Property Sharding with Neo4j Kubernetes Operator¶
Property Sharding is an advanced Neo4j feature that separates graph structure (nodes and relationships) from properties, enabling better scalability for property-heavy workloads by distributing properties across multiple databases.
Overview¶
Property Sharding decouples data into: - Graph Shard: Single database containing nodes and relationships WITHOUT properties - Property Shards: Multiple databases containing properties distributed via hash function - Virtual Database: Logical database presenting unified view of graph + property shards
Prerequisites¶
System Requirements¶
Neo4j Version Requirements: - Minimum: Neo4j 2025.12-enterprise (introduced in 2025.12) - Note: Property sharding is an enterprise-only feature and requires valid licensing - Not available on Aura
Cluster Infrastructure Requirements: - Minimum Servers: 2 servers minimum (3+ recommended for HA graph shard primaries) - Recommended Servers: 3-7 servers (odd numbers provide better consensus characteristics) - Maximum Recommended: 20+ servers for very large deployments
Resource Requirements per Server:
| Component | Minimum (Basic) | Recommended (Production) | Notes |
|---|---|---|---|
| Memory | 4GB total | 8GB+ total | 4GB minimum, 8GB+ recommended |
| CPU | 1 core | 2+ cores | Cross-shard queries are CPU intensive |
| Storage | 10GB | 100GB+ | Depends on data volume and shard count |
| Network | 1Gbps | 10Gbps+ | Low latency critical for transaction log sync |
Additional Requirements:
- Authentication: Admin secret required (property sharding requires authenticated cluster access)
- Storage Class: Persistent storage class must be specified (e.g., standard, fast-ssd)
- Kubernetes Version: 1.24+ for full operator compatibility
- Network Policy: Allow inter-pod communication on discovery and bolt ports
- Cypher Version: Must use Cypher 25 for sharded database operations
Performance Considerations: - Memory Overhead: 20-30% additional memory required for shard coordination - CPU Overhead: 20-30% additional CPU required for cross-shard operations - Storage Growth: Linear growth with number of property shards - Network Traffic: 2-3x increase in inter-server communication
Capacity Planning Guidelines:
Development/Testing:
topology:
servers: 3
resources:
requests:
memory: 4Gi # Absolute minimum for dev/test
cpu: 2000m # 2 cores for cross-shard queries
limits:
memory: 8Gi # Recommended for production
cpu: 2000m
Production:
topology:
servers: 3 # or 5+ for larger datasets
resources:
requests:
memory: 4Gi # Minimum for dev/test
cpu: 2000m # Cross-shard performance
limits:
memory: 8Gi # Recommended for production
cpu: 4000m # Handle peak loads
High-Performance Production:
topology:
servers: 7 # Better distribution
resources:
requests:
memory: 8Gi # Production recommendation
cpu: 4000m # Maximum throughput
limits:
memory: 20Gi # Peak load handling
cpu: 6000m # Burst capability
Quick Start¶
✅ Tested Configuration: The examples below have been tested with Neo4j 2025.12-enterprise on Kubernetes clusters with the specified resource requirements.
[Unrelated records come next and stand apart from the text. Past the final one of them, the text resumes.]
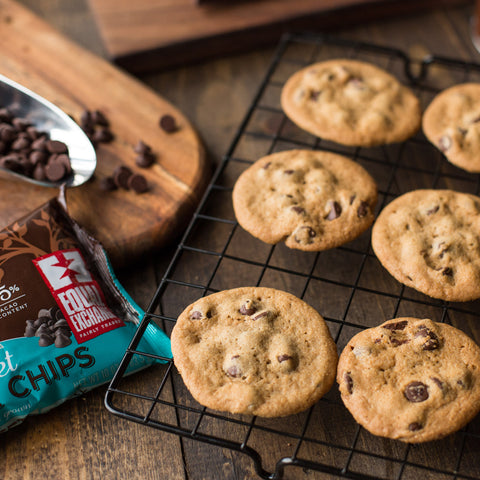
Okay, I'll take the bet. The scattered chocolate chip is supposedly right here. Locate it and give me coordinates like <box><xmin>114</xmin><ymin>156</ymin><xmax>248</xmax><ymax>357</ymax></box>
<box><xmin>227</xmin><ymin>365</ymin><xmax>242</xmax><ymax>378</ymax></box>
<box><xmin>408</xmin><ymin>422</ymin><xmax>423</xmax><ymax>432</ymax></box>
<box><xmin>239</xmin><ymin>304</ymin><xmax>257</xmax><ymax>315</ymax></box>
<box><xmin>326</xmin><ymin>200</ymin><xmax>342</xmax><ymax>220</ymax></box>
<box><xmin>100</xmin><ymin>177</ymin><xmax>118</xmax><ymax>192</ymax></box>
<box><xmin>159</xmin><ymin>115</ymin><xmax>178</xmax><ymax>133</ymax></box>
<box><xmin>91</xmin><ymin>110</ymin><xmax>110</xmax><ymax>127</ymax></box>
<box><xmin>127</xmin><ymin>173</ymin><xmax>149</xmax><ymax>193</ymax></box>
<box><xmin>45</xmin><ymin>140</ymin><xmax>68</xmax><ymax>153</ymax></box>
<box><xmin>343</xmin><ymin>372</ymin><xmax>353</xmax><ymax>395</ymax></box>
<box><xmin>292</xmin><ymin>205</ymin><xmax>305</xmax><ymax>213</ymax></box>
<box><xmin>438</xmin><ymin>135</ymin><xmax>452</xmax><ymax>152</ymax></box>
<box><xmin>92</xmin><ymin>127</ymin><xmax>114</xmax><ymax>143</ymax></box>
<box><xmin>113</xmin><ymin>165</ymin><xmax>133</xmax><ymax>190</ymax></box>
<box><xmin>357</xmin><ymin>201</ymin><xmax>370</xmax><ymax>218</ymax></box>
<box><xmin>383</xmin><ymin>320</ymin><xmax>408</xmax><ymax>331</ymax></box>
<box><xmin>404</xmin><ymin>382</ymin><xmax>428</xmax><ymax>403</ymax></box>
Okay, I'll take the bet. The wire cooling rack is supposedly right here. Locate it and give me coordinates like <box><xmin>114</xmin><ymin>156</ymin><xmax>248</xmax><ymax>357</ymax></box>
<box><xmin>105</xmin><ymin>34</ymin><xmax>480</xmax><ymax>480</ymax></box>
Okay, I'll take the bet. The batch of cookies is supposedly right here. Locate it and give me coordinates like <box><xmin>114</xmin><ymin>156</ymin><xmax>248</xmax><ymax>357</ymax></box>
<box><xmin>171</xmin><ymin>60</ymin><xmax>480</xmax><ymax>443</ymax></box>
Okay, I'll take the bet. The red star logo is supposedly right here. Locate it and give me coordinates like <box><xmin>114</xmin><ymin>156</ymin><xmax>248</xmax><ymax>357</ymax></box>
<box><xmin>52</xmin><ymin>255</ymin><xmax>80</xmax><ymax>282</ymax></box>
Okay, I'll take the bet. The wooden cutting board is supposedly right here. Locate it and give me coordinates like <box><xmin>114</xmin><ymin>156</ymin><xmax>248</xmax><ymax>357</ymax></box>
<box><xmin>0</xmin><ymin>0</ymin><xmax>210</xmax><ymax>266</ymax></box>
<box><xmin>89</xmin><ymin>0</ymin><xmax>465</xmax><ymax>72</ymax></box>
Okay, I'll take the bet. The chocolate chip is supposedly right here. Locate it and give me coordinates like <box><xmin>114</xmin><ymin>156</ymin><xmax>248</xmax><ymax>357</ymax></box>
<box><xmin>343</xmin><ymin>372</ymin><xmax>353</xmax><ymax>395</ymax></box>
<box><xmin>408</xmin><ymin>422</ymin><xmax>423</xmax><ymax>432</ymax></box>
<box><xmin>45</xmin><ymin>140</ymin><xmax>68</xmax><ymax>153</ymax></box>
<box><xmin>239</xmin><ymin>304</ymin><xmax>257</xmax><ymax>315</ymax></box>
<box><xmin>292</xmin><ymin>205</ymin><xmax>305</xmax><ymax>214</ymax></box>
<box><xmin>100</xmin><ymin>177</ymin><xmax>118</xmax><ymax>192</ymax></box>
<box><xmin>227</xmin><ymin>365</ymin><xmax>242</xmax><ymax>378</ymax></box>
<box><xmin>404</xmin><ymin>382</ymin><xmax>428</xmax><ymax>403</ymax></box>
<box><xmin>438</xmin><ymin>135</ymin><xmax>452</xmax><ymax>152</ymax></box>
<box><xmin>383</xmin><ymin>320</ymin><xmax>408</xmax><ymax>331</ymax></box>
<box><xmin>113</xmin><ymin>165</ymin><xmax>133</xmax><ymax>190</ymax></box>
<box><xmin>135</xmin><ymin>152</ymin><xmax>155</xmax><ymax>168</ymax></box>
<box><xmin>357</xmin><ymin>201</ymin><xmax>370</xmax><ymax>218</ymax></box>
<box><xmin>45</xmin><ymin>160</ymin><xmax>67</xmax><ymax>182</ymax></box>
<box><xmin>159</xmin><ymin>115</ymin><xmax>178</xmax><ymax>133</ymax></box>
<box><xmin>93</xmin><ymin>127</ymin><xmax>114</xmax><ymax>143</ymax></box>
<box><xmin>253</xmin><ymin>310</ymin><xmax>268</xmax><ymax>321</ymax></box>
<box><xmin>90</xmin><ymin>110</ymin><xmax>110</xmax><ymax>127</ymax></box>
<box><xmin>326</xmin><ymin>201</ymin><xmax>342</xmax><ymax>220</ymax></box>
<box><xmin>430</xmin><ymin>377</ymin><xmax>443</xmax><ymax>390</ymax></box>
<box><xmin>38</xmin><ymin>334</ymin><xmax>54</xmax><ymax>347</ymax></box>
<box><xmin>127</xmin><ymin>173</ymin><xmax>149</xmax><ymax>193</ymax></box>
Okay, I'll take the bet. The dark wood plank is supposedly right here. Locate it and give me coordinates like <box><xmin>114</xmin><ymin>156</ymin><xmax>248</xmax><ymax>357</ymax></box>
<box><xmin>89</xmin><ymin>0</ymin><xmax>468</xmax><ymax>73</ymax></box>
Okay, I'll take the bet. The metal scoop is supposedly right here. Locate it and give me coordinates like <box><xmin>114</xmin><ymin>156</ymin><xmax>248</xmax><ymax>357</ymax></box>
<box><xmin>0</xmin><ymin>75</ymin><xmax>97</xmax><ymax>187</ymax></box>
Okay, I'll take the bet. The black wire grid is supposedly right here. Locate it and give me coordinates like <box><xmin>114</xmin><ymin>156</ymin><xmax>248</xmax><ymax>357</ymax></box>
<box><xmin>105</xmin><ymin>34</ymin><xmax>480</xmax><ymax>480</ymax></box>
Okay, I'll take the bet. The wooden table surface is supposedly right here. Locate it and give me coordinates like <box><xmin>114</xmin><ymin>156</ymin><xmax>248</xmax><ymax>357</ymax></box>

Property sharding cluster creation typically completes in 2-3 minutes with proper resources.
0. Prerequisites¶
Before creating a property sharding cluster, create the required admin secret:
kubectl create secret generic neo4j-admin-secret \
--from-literal=username=neo4j \
--from-literal=password=your-secure-password
1. Create Property Sharding Enabled Cluster¶
apiVersion: neo4j.neo4j.com/v1beta1
kind: Neo4jEnterpriseCluster
metadata:
name: property-sharding-cluster
namespace: default
spec:
image:
repo: neo4j
tag: 2025.12-enterprise # Property sharding requires 2025.12+
# Authentication required for property sharding
auth:
adminSecret: neo4j-admin-secret
topology:
servers: 3 # 3+ recommended for HA graph shard primaries
storage:
size: 10Gi
className: standard # Storage class must be specified
resources:
requests:
memory: 4Gi # Minimum 4GB for dev/test environments
cpu: 2000m # 2+ cores required for cross-shard queries
limits:
memory: 8Gi # Recommended 8GB for production
cpu: 4000m # Higher CPU for shard coordination overhead (20-30% increase)
# Enable property sharding
propertySharding:
enabled: true
config:
# Required configuration (applied automatically if not specified)
internal.dbms.sharded_property_database.enabled: "true"
db.query.default_language: "CYPHER_25"
internal.dbms.sharded_property_database.allow_external_shard_access: "false"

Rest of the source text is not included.